Last time I was in our CU I opened to an account for our daughter. They  said we could only be gaurdians on the account and could only deposit  money and not withdraw as the child would need to wait until they were 7  to access their money. I think this is crazy and worked out that if we  saved 50 a month for 7 years the total with a bank account with 3% would  be €9,480 (interest of €980.00) 

If we saved the same amout in the credit union over same period with interest rate of 0.5% €8515.00 (interest of €15.24 !! )

It's just does not make sense to save (especially for a child) in the  credit union and what the above demonstrates is  - Imagine the damage  after 7 years inflation !   May as well just throw €1000 out the  window. 

I am still learning - but given the low / no! interest paid depending of  Credit Union and the very high APR  interest rate on loans compared to  banks, a Credit Union account is basically an insurance policy in case  you need to borrow small sums of money. 

Welcome views... 

P


----------



## Pinchy (18 Jan 2012)

Sorry, that should of course be €154 not €15 interst but still very small value added.


----------



## RichInSpirit (24 Jan 2012)

*Dividend V Interest*

The banks aren't paying Dividends either.
The reason Credit Unions aren't paying as high a dividend as they did before is that under the regulatory system they have to put a much larger amount of the surpluses into their reserves against bad debts.


----------



## RichInSpirit (24 Jan 2012)

People moving their savings out of Credit Unions mightn't be a bad thing.  They'll be less competition for dividend in future years.


----------



## ClubMan (24 Jan 2012)

RichInSpirit said:


> The banks aren't paying Dividends either.

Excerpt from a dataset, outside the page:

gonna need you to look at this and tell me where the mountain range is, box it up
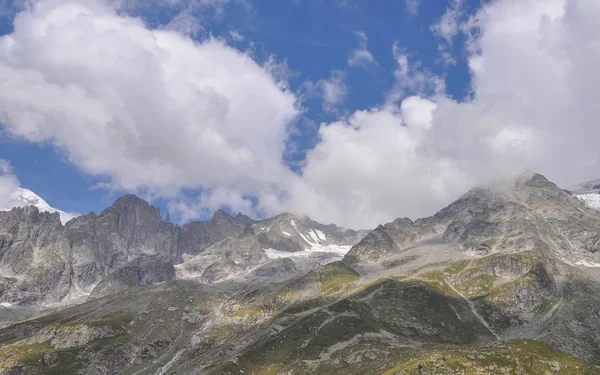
[0,172,599,374]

But they're paying better interest than interest and dividend rates on offer from most _CUs_.


----------



## Slim (24 Jan 2012)

Pinchy said:


> It's just does not make sense to save (especially for a child) in the  credit union and what the above demonstrates is  - Imagine the damage  after 7 years inflation !   May as well just throw €1000 out the  window.
> 
> I am still learning - but given the low / no! interest paid depending of  Credit Union and the very high APR  interest rate on loans compared to  banks, a Credit Union account is basically an insurance policy in case  you need to borrow small sums of money.
> 
> ...


Have to agree. Bank for regular or fixed term saving/current account. CU for local access to cash and loans. You have to weigh up the sacrifice of interest for this.


----------



## seantheman (24 Jan 2012)

ClubMan said:


> But they're paying better interest than interest and dividend rates on offer from most _CUs_.

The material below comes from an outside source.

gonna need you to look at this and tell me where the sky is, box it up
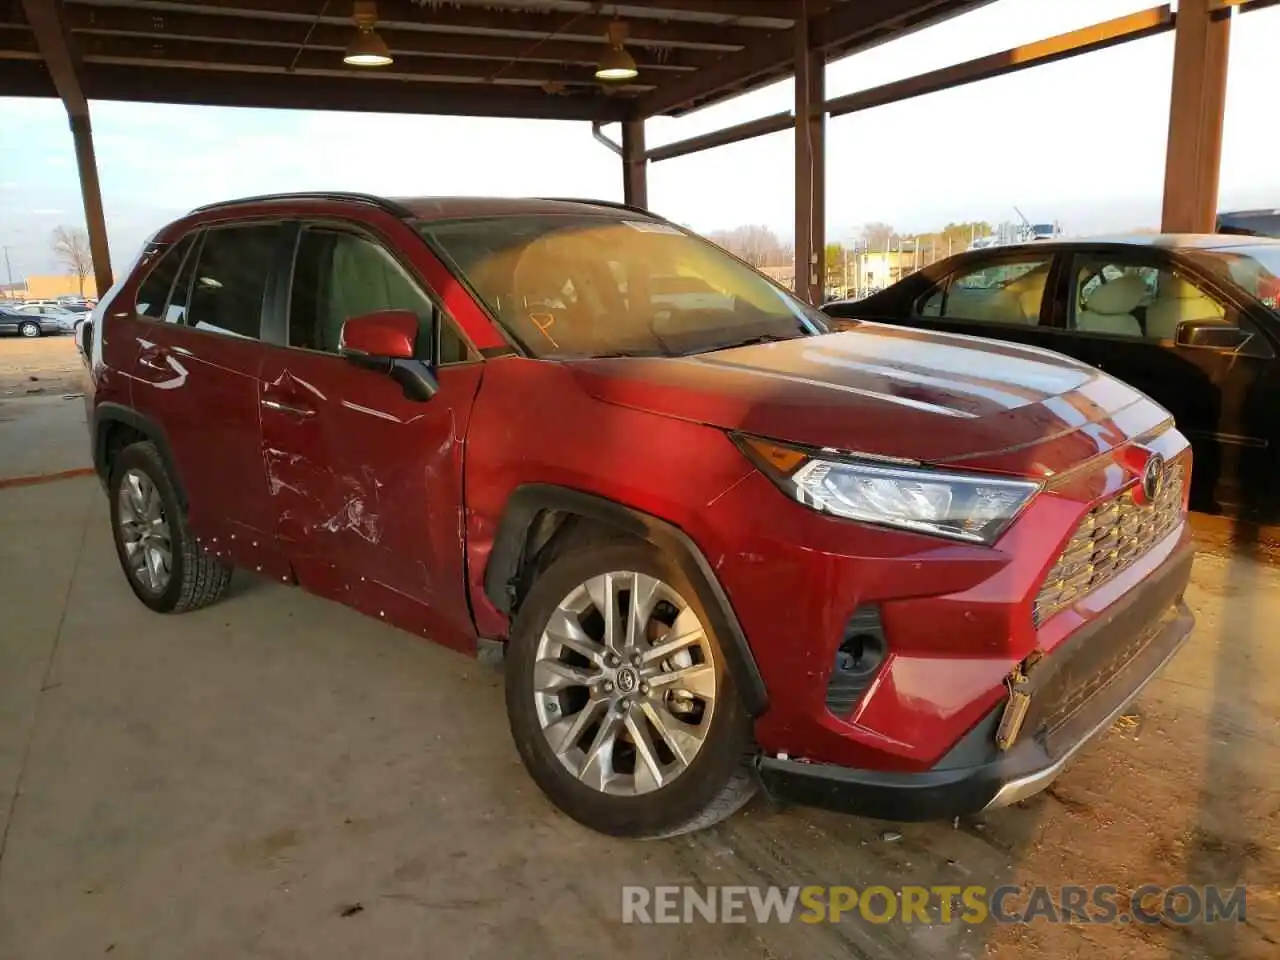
[1,0,1278,282]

Still trying to get my head around the Credit Union setup before opening an a/c.
So CU is good if you want to save a bit of pin money say €20 a week and may want access to a car loan of ,say €10k?
The CU dividend is their way of paying interest,or is in addition to interest?


----------



## STEINER (24 Jan 2012)

seantheman said:


> Still trying to get my head around the Credit Union setup before opening an a/c.
> So CU is good if you want to save a bit of pin money say €20 a week and may want access to a car loan of ,say €10k?
> The CU dividend is their way of paying interest,or is in addition to interest?



generally if you begin saving regularly in a CU you will be able to get a loan when you apply for a loan.  To get a loan of say 10k you probably need a few months at least of regular saving of a few k. I've had a few CU loans down the years, once you pay off your 1st CU loan with no problems its easier to get larger subsequent loans.  You have the usual requirements to show them your payslips/P60 also to show you can repay, but you don't need to have a job to get a loan, just an income of whatever source in order to be able to repay.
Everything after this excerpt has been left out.